The computations are routed by the Gating Network to a subset (in extreme, only one) of "experts" (subnetworks specializing in processing ceretain parameters). "The gating decisions may be binary or sparse and continuous, stochastic or deterministic. Various forms of reinforcement learning and back-propagation are proposed for trarining the gating decisions." The expert subset can achieve comparable accuracy to an entire network layer, leading to a sparser network and more efficient computation.

OUTRAGEOUSLY LARGE NEURAL NETWORKS:THE SPARSELY-GATED MIXTURE-OF-EXPERTS LAYER demonstrates a significant increase in accuracy (lower perplexity) for the same computational cost (on the 1 Billion Word Language Modeling Benchmark):

This result is significant, but the tests were run on relatively small models - ~1 million parameters per expert, with up to 4096 experts (~4 billion parameters total). The newest models are using much more - GPT 3.5 used 175 billion parameters, and GPT 4 is thought to have used 220 billion per model combined over 8 models for a total of 1.75 trillion!).

At theses scales, the major issue with this approach becomes the added commmunication cost of adding an additional MOE sublayer. Additional issues seen include the complexity of the routing algorithm used by the Gating Network, and increased model instability (small input changes leading to large output changes) when using sparse MOE models.

More recent work at Google attempts to address these issues for very large models. The study Switch Transformers: Scaling to Trillion Parameter Modelswith Simple and Efficient Sparsity introduces the Switch Transformer, which includes the following elements (among other details):

simplified routing algorthm - use of a consolidated differentiable load balancing loss function
routing to only 1 expert - reduces communication
selective precision - float32 used only within the router, providing the stability of higher precision where needed but reducing overhead by broadcasting lower precision

The resulting model looks like (from Switch Transformers: Scaling to Trillion Parameter Modelswith Simple and Efficient Sparsity):

The dense feed forward network (FFN) layer present in the standard Transformer is replaced with a sparse Switch FFN layer (light blue). The layer operates independently on the tokens in the sequence.
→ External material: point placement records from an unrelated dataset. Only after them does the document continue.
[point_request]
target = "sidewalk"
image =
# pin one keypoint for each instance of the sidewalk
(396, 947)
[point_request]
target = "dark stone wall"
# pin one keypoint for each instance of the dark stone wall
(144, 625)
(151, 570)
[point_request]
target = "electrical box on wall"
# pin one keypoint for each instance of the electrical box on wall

Results of tests with up to almot 15 billion parameters show much higher efficiency with the sparse Switch Transformer as compared with a dense model:

On a time basis, training is sped up 7x:

With future work, it seems reasonable to expect an order of magnitude improvement over existing dense models.

Hyperdimensional Computing

Pentti Kanerva provided a tutorial on hyperdimensional computing in Hyperdimensional Computing: An Introduction to Computing in Distributed Representation with High-Dimensional Random Vectors, back in 2009. For a shorter summary from Pentii that's not behind a paywall, see Computing with High-Dimensional Vectors. A detailed survey of the field from 2019 may be found in A Survey on Hyperdimensional Computing aka Vector Symbolic Architectures, Part I: Models and Data Transformations and Part II: Applications, Cognitive Models, and Challenges.
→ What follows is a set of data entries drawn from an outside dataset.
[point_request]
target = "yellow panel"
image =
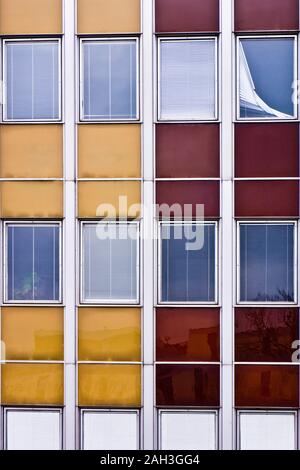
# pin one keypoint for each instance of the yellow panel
(32, 384)
(109, 151)
(31, 151)
(32, 199)
(108, 16)
(30, 17)
(33, 333)
(109, 385)
(108, 198)
(109, 334)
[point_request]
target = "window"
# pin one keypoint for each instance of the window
(188, 430)
(267, 430)
(32, 80)
(109, 81)
(267, 262)
(266, 75)
(188, 79)
(33, 429)
(109, 430)
(188, 262)
(110, 262)
(32, 269)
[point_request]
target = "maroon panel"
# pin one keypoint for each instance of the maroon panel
(186, 15)
(188, 334)
(271, 386)
(189, 192)
(187, 151)
(265, 334)
(187, 385)
(266, 199)
(266, 150)
(266, 15)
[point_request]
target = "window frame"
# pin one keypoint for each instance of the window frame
(7, 409)
(238, 263)
(237, 71)
(6, 41)
(266, 412)
(179, 119)
(126, 411)
(159, 265)
(114, 302)
(109, 39)
(14, 223)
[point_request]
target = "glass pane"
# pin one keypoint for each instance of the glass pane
(266, 263)
(188, 431)
(188, 77)
(110, 80)
(33, 430)
(32, 80)
(266, 77)
(267, 431)
(188, 263)
(110, 262)
(33, 263)
(109, 431)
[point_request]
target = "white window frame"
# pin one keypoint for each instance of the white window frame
(188, 411)
(265, 412)
(5, 260)
(181, 39)
(266, 119)
(138, 267)
(295, 264)
(60, 84)
(159, 264)
(33, 410)
(108, 40)
(105, 411)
But the most succinet and concise description I found is provided in Hypervector Design for Efficient Hyperdimensional Computing on Edge Devices:

HDC [HyperDimensional Computing] maps data points (raw samples or extracted input features) in the input space to random high-dimensional vectors, called sample hypervectors. Then, the sample hypervectors that belong to the same class are combined linearly to obtain ensemble class hypervectors, called class encoders. During inference, the input data is used to generate a query hypervector (𝑄) in the same way as the sample hypervectors. The classifier simply finds the closest class hypervector to 𝑄, generally using cosine similarity or the Hamming distance.
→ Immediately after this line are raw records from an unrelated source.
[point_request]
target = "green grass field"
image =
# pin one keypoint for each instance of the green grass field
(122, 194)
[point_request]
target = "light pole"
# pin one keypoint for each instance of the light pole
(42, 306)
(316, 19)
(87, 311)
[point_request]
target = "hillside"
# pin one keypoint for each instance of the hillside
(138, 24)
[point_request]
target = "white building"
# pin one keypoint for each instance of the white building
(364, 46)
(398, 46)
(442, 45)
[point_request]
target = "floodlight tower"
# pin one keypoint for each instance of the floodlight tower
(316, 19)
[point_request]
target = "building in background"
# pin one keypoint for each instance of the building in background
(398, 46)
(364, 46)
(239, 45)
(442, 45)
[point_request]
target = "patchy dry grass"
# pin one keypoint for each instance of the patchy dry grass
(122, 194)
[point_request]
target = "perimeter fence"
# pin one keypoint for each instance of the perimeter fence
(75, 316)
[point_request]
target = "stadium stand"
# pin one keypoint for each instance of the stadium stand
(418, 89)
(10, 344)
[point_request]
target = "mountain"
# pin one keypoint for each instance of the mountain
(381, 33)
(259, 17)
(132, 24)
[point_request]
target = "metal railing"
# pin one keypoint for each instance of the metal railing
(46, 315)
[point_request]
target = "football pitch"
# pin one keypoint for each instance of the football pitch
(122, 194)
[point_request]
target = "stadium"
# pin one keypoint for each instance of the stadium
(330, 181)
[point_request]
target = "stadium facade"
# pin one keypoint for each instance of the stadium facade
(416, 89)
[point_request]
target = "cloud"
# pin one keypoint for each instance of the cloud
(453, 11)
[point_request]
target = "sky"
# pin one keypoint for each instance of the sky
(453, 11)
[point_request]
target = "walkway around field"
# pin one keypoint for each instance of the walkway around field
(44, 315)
The approach has several significant consequences:

Operations are simple sparse vector operations (addition, multiplication, permutation), and so are favorable for smaller hardware and more efficient performance on high level harddware.
Wide, sparce data representation is resilient to noise.
Inference based on closeness to class encoder provides robustness to inexactness and small differences in input.

Indeed, some feel hyperdimensional computing models the actual human brain!

There are practical problems, however, mostly due to the number of dimensions required to ensure orthogonality of distinct samples. Usually ~10,000 dimensions are required. This negates some of the operational efficiency, and has memory use implications.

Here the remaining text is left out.